The original game’s main problem was presentation, with character creation in particular featuring a very limited amount of options. That area hasn’t been improved all that much this time around either. There are five different character classes to choose from, each with a different changeling form (more on that in a minute) and exclusive set of special abilities. The Guardian fights with a sword and shield, and can change into a Beast. The Mercenary fights with an axe and saw-blade launcher, and changes into a Fury. The Disciple carries a shotgun, and can change into a Behemoth. The Prowler fights with dual blades, martial kicks, and a cesta, and can change into a Dervish. Finally, the Scout fights with daggers and a crossbow, and changes into a Hellcat. Each class also favors certain attributes, with the Mercenary favoring strength and intelligence, the Scout favoring intelligence and dexterity, the Guardian favoring strength and stamina, and so forth.

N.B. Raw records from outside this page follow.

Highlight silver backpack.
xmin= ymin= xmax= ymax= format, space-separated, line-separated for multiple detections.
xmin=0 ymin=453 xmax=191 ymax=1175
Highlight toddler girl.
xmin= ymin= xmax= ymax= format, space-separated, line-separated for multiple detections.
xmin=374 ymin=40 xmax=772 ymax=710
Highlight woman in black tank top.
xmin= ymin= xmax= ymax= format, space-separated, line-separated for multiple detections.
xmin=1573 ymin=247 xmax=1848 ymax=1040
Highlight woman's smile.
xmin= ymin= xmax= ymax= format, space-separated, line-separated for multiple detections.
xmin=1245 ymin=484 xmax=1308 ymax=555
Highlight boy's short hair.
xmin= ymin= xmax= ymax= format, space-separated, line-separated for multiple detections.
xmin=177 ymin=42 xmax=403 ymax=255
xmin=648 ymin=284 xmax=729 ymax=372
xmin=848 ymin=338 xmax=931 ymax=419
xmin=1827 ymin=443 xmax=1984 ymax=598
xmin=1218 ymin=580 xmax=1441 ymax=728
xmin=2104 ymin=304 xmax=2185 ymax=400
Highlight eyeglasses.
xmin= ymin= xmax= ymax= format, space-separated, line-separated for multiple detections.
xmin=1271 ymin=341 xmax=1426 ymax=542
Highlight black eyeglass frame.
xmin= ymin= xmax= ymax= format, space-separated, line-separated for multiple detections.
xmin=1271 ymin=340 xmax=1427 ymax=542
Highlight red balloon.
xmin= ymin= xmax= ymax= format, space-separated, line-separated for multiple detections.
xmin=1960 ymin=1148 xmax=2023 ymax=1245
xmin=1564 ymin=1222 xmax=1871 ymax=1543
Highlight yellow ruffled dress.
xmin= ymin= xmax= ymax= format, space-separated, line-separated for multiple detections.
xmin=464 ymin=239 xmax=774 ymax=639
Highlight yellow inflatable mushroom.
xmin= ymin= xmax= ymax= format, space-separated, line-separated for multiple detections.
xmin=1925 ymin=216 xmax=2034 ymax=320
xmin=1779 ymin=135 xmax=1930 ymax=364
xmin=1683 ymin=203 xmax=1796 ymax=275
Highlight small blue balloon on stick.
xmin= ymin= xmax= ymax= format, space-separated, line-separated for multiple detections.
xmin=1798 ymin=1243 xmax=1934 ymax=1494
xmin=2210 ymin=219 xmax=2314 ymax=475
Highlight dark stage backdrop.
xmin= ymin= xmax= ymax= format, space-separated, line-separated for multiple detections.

This is actually a fair amount of diversity, but beyond that things are extremely limited. Each class is locked in to a particular sex, thus I was forced to play as a woman (not that there’s anything wrong with that – or reusing 90’s catch phrases for that matter) simply because I liked the Mercenary class the best. The only other customization that can be done is to skin tone, hairstyle, and hair color, and even these are unduly limited. There are only 48 different skin tones to choose from, which may not seem like a few until you realize the game supports millions of colors. There seems to be more variety in hair color (it isn’t set up in distinct units so it’s hard to tell how many different colors there are), but that just makes me wonder why they couldn’t do the same for skin. As for hairstyle, well, they certainly aren’t winning any design awards for giving me a mere five different styles to choose from.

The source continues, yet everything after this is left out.